There is an ongoing debate regarding the potential utility and benefits of marijuana for medical purposes in the United States (U.S.). Limited quality research and a lack of expert consensus precludes making evidence-based recommendations for medical use. Despite these findings, many states have held public voter initiatives to approve marijuana for medical use. To date, 29 states, the District of Columbia, Guam and Puerto Rico, have enacted laws to permit marijuana for medical use (1). The FDA and the Drug Enforcement Administration (DEA) classify marijuana as a Schedule I drug, which is defined as a drug with no currently accepted medical use and a high potential for abuse (2). Other drugs classified within this schedule include heroin, lysergic acid diethylamide (LSD), Ecstasy, and bath salts. While marijuana remains a Schedule I drug at the federal level, the U.S. Department of Justice has publically stated that they will not use resources to reverse individual state laws legalizing medical marijuana or to prosecute individuals who act to dispense marijuana according to those state laws (3).
- The Controlled Substances Act (CSA) of 1970 lists marijuana in Schedule I, which is the most restrictive use category. Marijuana contains the chemical compound tetrahydrocannabinol (THC), which produces psychoactive effects. The DEA, which administers the CSA, continues to support the placement of marijuana as a Schedule I drug and the FDA agrees because marijuana has and continues to meet the three criteria for Schedule I drug classification: has a high potential for abuse, has no currently accepted medical use in treatment, and has a lack of accepted safety for use under medical supervision (2).

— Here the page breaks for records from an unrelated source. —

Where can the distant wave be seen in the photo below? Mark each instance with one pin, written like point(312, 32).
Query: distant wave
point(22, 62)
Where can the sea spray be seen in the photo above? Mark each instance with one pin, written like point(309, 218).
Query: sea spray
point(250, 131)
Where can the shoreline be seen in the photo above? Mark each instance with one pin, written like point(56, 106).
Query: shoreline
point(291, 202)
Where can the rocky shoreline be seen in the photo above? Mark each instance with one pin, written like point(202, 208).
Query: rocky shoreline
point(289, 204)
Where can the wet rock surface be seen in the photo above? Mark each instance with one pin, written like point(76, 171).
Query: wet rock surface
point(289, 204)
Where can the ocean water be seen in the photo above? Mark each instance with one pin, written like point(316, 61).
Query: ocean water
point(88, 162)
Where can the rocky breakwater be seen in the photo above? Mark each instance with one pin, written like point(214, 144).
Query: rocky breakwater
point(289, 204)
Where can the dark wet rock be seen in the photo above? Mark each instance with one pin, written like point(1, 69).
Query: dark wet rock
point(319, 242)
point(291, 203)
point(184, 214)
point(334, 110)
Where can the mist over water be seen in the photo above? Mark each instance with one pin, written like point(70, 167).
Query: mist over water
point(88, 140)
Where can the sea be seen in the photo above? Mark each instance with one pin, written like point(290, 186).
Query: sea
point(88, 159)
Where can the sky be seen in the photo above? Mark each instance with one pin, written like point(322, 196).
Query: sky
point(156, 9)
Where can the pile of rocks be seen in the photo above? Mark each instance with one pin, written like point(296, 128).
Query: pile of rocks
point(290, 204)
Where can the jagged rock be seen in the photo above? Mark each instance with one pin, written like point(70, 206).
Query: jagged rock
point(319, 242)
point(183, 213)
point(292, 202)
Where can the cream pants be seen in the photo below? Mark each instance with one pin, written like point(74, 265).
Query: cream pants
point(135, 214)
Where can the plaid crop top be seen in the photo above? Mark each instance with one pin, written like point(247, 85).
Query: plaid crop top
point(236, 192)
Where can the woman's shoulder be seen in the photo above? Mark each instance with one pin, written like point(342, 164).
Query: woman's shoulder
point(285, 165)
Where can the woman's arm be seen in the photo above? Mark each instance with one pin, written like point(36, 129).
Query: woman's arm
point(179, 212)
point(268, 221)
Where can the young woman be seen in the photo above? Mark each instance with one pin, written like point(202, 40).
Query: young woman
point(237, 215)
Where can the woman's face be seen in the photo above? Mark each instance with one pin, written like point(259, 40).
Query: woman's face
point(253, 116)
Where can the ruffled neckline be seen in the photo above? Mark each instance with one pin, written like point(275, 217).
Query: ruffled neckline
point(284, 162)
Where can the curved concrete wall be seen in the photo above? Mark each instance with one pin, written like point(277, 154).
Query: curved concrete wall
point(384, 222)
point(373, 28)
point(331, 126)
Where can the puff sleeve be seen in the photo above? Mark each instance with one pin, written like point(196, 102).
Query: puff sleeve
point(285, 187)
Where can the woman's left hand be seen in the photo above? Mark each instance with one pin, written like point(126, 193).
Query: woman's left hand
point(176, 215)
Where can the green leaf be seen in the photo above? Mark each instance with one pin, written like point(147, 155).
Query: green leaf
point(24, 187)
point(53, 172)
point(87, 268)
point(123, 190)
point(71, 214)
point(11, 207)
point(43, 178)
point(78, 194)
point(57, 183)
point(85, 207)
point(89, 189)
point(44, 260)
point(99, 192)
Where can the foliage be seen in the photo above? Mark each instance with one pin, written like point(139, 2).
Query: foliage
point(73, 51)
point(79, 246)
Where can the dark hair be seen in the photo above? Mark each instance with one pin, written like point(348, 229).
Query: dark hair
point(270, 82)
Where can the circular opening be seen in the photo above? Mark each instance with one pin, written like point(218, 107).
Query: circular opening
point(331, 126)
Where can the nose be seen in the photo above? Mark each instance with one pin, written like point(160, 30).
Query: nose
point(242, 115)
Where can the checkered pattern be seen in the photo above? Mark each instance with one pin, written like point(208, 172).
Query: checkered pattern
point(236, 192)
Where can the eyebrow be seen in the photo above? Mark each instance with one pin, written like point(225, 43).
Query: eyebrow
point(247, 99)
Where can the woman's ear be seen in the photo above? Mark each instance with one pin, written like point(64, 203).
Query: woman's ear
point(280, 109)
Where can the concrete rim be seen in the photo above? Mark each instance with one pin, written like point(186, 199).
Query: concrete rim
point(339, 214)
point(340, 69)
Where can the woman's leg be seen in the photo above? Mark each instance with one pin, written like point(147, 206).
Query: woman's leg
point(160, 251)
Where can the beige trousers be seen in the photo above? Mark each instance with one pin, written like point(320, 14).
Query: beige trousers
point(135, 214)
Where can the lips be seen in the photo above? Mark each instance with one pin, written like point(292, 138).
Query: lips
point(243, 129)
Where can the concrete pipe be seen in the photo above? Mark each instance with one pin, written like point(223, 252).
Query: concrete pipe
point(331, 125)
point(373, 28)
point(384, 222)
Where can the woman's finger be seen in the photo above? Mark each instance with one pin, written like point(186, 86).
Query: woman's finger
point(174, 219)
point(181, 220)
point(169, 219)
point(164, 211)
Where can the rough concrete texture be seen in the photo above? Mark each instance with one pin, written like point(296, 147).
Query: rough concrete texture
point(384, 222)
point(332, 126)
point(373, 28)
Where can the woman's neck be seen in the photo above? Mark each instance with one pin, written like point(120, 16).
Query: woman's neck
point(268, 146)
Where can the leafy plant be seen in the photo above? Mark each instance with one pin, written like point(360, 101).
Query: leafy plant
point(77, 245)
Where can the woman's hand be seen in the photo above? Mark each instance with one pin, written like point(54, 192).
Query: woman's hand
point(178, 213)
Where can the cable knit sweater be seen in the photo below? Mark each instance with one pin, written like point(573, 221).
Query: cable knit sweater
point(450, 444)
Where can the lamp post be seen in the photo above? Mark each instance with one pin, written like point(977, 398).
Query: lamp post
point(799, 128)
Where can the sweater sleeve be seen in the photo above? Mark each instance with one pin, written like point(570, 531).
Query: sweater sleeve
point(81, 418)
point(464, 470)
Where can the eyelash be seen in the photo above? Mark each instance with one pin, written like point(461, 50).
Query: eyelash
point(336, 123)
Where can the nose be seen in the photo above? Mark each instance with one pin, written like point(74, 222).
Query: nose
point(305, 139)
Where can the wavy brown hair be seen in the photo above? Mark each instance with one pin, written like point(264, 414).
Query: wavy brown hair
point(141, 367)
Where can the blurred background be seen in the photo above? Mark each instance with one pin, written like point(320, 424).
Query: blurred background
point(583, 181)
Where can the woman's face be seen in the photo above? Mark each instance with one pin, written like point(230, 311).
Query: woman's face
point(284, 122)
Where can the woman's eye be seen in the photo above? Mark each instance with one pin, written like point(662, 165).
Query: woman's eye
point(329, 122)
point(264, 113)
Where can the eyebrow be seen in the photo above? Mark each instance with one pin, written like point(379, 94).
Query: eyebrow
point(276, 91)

- Medical treatment should be evidence-based and determined by professional standards of care. It should not be authorized by ballot initiatives. Marijuana that is dispensed under a state-authorized program is not a specific product with controlled dosages. Consequently, the consumer does not have any direction as to the dosage, frequency, and length of use to achieve medical benefits.
- The FDA is the only federal agency in the U.S. that approves drug products as safe and effective. Of particular interest is the Food, Drug and Cosmetic (FD&C) Act, which states that new drugs must be proven safe and effective before being marketed to the public (4). New drug approval costs are in excess of $1 billion dollars in the U.S. and averages 12 and 7 years, respectively, from pre-clinical testing to approval (5). The combination of cost and time are to ensure that disciplined, systematic and scientific safeguards required of clinical trials are in place to attain trusted and reliable data to support safety and effectiveness of a medication when used as directed.
Marijuana should undergo the same process any other potential medication receives with respect to research, consideration, and study. Efforts to streamline or bypass this process would prove to be more harmful than helpful because the necessary protocols and processes are not employed and, therefore, has the potential to expose consumers to unsafe and ineffective drug products.References:
- National Conference of Legislators. State Medical Laws. February 15, 2018. Available at http://www.ncsl.org/research/health/state-medical-marijuana-laws.aspx. Accessed February 22, 2018.
- U.S. Department of Justice. Drug Enforcement Program. Drug Scheduling. 2018. Available at: https://www.dea.gov/druginfo/ds.shtml. Accessed February 22, 2018.
- U.S. Department of Justice. Office of the Attorney General. Justice Department Releases Memo on Marijuana Enforcement. January 4, 2018. Available at: https://www.justice.gov/opa/press-release/file/1022196/download. Accessed February 22, 2018.
- U.S. Food and Drug Administration. FD&C Act Chapter V: Drugs and Devices. February 7, 2018. Available at https://www.fda.gov/RegulatoryInformation/LawsEnforcedbyFDA/FederalFoodDrugandCosmeticActFDCAct/FDCActChapterVDrugsandDevices/default.htm. Accessed February 22, 2018.
- Van Norman, GA. Drugs, Devices and the FDA: Part 1: An Overview of Approval Processes for Drugs. JACC: Back to Translational Science. 2017; 1(3):170-179. doi.org/10.1016/j.jacbts.2016.03.002.